"His knife see rustic Labour dicht, An' cut you up wi' ready slicht, Trenching your gushing entrails bricht, Like ony ditch; And then, O what a glorious sicht, Warm-reekin, rich!"
As you've probably gathered, tonight is Burns Night. Scots around the world gather to eat Haggis, tatties, and bashed neeps, and address the noble Haggis with ceremony and reverence. Actually, there's a good reason to eat Haggis all the year round, and it's perfect as a late night television snack. For those of you who claim not to like it, I don’t know what all the fuss is about. Okay, it might sound- how can I put this- slightly gothic, but in reality it tastes a bit like a spicy meatloaf.
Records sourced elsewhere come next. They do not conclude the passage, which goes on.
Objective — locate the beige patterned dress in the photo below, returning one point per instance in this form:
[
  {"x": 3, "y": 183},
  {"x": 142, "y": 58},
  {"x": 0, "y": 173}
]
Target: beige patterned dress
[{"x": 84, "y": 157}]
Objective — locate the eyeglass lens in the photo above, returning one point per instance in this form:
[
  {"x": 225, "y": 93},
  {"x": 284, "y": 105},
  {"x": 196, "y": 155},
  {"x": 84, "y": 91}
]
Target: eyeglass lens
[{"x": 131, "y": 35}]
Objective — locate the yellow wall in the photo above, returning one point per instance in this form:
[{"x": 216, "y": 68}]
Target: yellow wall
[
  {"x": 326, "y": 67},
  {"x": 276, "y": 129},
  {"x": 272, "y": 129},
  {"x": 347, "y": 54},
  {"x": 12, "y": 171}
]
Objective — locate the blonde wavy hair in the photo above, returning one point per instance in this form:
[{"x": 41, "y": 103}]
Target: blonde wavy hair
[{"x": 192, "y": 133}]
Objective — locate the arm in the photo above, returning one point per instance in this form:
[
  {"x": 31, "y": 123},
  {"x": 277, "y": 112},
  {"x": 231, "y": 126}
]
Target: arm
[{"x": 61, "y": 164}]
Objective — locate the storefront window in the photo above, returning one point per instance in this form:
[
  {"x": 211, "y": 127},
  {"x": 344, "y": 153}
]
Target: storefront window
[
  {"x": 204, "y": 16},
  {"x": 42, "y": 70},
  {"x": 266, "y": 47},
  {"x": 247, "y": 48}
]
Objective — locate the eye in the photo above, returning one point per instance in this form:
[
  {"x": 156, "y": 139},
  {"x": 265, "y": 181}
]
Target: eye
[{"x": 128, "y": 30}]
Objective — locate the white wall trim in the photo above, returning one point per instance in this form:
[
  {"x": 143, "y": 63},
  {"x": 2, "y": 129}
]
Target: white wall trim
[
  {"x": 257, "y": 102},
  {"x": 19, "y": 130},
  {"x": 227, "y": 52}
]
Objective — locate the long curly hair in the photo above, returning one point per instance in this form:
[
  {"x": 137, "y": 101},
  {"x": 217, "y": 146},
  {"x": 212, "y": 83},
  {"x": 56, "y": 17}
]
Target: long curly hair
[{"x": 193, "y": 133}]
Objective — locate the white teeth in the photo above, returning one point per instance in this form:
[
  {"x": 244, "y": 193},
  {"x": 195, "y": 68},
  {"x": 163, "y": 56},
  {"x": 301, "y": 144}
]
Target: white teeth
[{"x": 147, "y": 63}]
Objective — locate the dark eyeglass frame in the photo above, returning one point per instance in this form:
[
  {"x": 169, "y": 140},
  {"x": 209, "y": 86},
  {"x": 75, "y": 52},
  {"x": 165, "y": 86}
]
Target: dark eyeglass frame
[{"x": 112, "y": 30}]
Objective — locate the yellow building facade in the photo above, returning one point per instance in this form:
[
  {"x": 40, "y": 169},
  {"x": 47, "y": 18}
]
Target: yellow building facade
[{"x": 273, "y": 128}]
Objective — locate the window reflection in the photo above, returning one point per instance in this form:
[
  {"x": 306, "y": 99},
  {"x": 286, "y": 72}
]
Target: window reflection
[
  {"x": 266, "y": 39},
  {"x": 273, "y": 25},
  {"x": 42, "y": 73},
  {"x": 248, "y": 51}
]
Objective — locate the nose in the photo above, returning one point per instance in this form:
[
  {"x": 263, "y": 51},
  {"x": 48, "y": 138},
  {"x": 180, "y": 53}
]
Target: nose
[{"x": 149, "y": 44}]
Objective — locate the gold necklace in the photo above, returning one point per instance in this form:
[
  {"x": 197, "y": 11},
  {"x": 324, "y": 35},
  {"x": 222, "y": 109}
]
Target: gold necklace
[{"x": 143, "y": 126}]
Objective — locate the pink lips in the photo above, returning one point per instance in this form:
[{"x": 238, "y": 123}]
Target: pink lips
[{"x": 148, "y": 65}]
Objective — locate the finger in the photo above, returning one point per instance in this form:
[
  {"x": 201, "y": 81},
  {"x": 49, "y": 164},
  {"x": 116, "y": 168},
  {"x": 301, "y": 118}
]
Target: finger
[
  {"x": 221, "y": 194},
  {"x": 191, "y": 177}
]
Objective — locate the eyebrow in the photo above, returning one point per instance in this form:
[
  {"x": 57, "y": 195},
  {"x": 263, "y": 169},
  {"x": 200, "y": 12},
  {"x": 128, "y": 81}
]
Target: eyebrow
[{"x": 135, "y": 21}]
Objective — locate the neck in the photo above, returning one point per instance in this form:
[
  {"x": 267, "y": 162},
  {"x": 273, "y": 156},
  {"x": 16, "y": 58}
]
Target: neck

Mind you, all that stuff about “trenching your gushing entrails bricht” doesn’t exactly help the cause.
The Macsweens brand is the Haggis of choice, but most brands share the following ingredients in common: the sheep’s “pluck” (heart, liver, and lungs), suet, spices, salt, and some form of oatmeal, all boiled up in a sheep’s stomach; though I reckon that most of the Haggis’s you buy at the supermarket have an artificial casing.
And then there’s the million dollar question of how to cook the thing. I favour wrapping it up in tin foil, and roasting it in the oven, though some aficionados like to simmer theirs in boiling water.
Eating it is simplicity itself: slice open the casing with a knife, and spoon out the moist, peppery meat onto your plate. It works beautifully with a peaty Single Malt such as Laphroaig (which if you've ever been to the Outer Hebrides, should remind you of the brown coloured loch water which comes straight from the tap). I like to pour this over my Haggis once it's cooked.